There's no business centre, but ample meeting space in four conference rooms. Guests have access to complimentary Wi-Fi and free phone calls within the mainland U.S.
Spacious and bright, with lots of glass, a gas fireplace and private terrace. Floors, doors and furniture are made from walnut trees that were no longer producing fruit. Linens and towels are organic. And instead of allergen-filled drapes, automated exterior Venetian blinds lower when guests aren't in the room to reduce heat from the sun. Sensors also adjust thermostats and turn off lights when rooms are unoccupied. An all-in-one media hub connects and charges laptops, iPods, iPhones, S-Video, USB and HDMI technology.
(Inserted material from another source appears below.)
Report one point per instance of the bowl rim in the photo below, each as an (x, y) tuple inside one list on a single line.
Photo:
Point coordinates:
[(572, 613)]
Bathrooms are spa-like with soaking tubs, concealed massage tables and, in some rooms, an indoor shower/steam room and an outdoor shower.
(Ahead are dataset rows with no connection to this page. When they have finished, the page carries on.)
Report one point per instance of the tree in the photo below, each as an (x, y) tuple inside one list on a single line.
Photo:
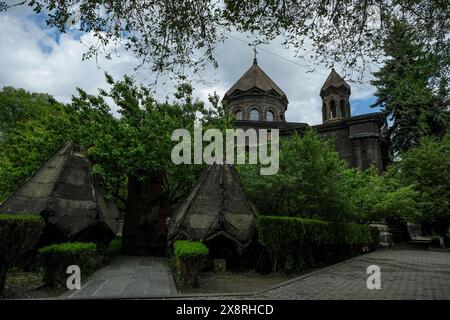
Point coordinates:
[(171, 35), (33, 126), (135, 147), (374, 197), (405, 89), (427, 168), (308, 183), (313, 181)]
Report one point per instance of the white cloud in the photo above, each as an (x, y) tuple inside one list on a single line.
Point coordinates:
[(31, 58)]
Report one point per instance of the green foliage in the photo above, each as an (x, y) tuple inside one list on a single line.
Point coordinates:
[(411, 88), (190, 257), (174, 37), (57, 257), (373, 197), (314, 182), (185, 249), (18, 235), (309, 181), (309, 241), (138, 143), (427, 169), (33, 127)]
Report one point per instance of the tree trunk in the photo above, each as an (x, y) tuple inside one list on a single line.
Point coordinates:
[(3, 270), (145, 230)]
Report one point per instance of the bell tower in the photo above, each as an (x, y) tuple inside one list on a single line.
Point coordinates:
[(335, 94)]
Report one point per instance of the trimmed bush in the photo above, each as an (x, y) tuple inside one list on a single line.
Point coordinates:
[(190, 258), (308, 241), (18, 235), (57, 257)]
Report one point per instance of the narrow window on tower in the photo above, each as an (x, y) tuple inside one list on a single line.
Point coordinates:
[(333, 109), (254, 115)]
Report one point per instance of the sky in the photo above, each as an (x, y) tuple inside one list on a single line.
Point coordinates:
[(41, 59)]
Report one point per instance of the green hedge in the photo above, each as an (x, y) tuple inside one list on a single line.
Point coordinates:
[(18, 235), (190, 256), (57, 257), (308, 242)]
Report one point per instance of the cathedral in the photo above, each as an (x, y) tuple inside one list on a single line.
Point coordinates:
[(257, 102)]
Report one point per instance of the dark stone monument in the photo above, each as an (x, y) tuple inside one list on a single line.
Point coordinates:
[(219, 213), (65, 194)]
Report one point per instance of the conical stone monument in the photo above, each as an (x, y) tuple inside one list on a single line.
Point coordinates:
[(217, 212), (65, 194)]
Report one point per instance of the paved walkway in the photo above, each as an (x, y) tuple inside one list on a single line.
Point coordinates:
[(128, 276), (405, 274)]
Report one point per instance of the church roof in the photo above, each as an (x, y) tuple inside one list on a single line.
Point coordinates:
[(255, 77), (334, 80)]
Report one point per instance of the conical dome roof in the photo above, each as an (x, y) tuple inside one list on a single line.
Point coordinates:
[(255, 77), (334, 80), (217, 206)]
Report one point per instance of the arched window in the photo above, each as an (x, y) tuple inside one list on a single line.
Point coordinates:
[(254, 115), (333, 113), (342, 106)]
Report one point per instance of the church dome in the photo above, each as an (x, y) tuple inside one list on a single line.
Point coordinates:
[(256, 97), (255, 78)]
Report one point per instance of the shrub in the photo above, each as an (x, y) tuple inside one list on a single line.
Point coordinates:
[(57, 257), (18, 235), (190, 258), (310, 241)]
The reception staff is cheery and helpful, but the concierge doesn't brim with enthusiasm. When I asked for directions to a Calistoga winery, she handed over a map and no advice. Stellar service comes from the young valet crew who speedily retrieve cars, handle bags and size guests up for bicycles.
Chef Sean O'Toole's kitchen salutes Northern California's natural bounty. Of the six dishes I tasted, standouts were the potato gnocchi with tomato, basil and parmesan and the diver scallops with zucchini grown in the Bardessono's own garden. The wine list features Californian and European labels and a respectable selection of biodynamic and sustainable wines. Breakfast is creative (oatmeal comes with fresh fruit compote and rosemary), but can get expensive. Opt instead for fresh croissants and café au lait from Thomas Keller's nearby Bouchon Bakery.
A top pick for epicureans and sybarites who want an eco-friendly weekend retreat; room rates in high season may be too dear for longer stays.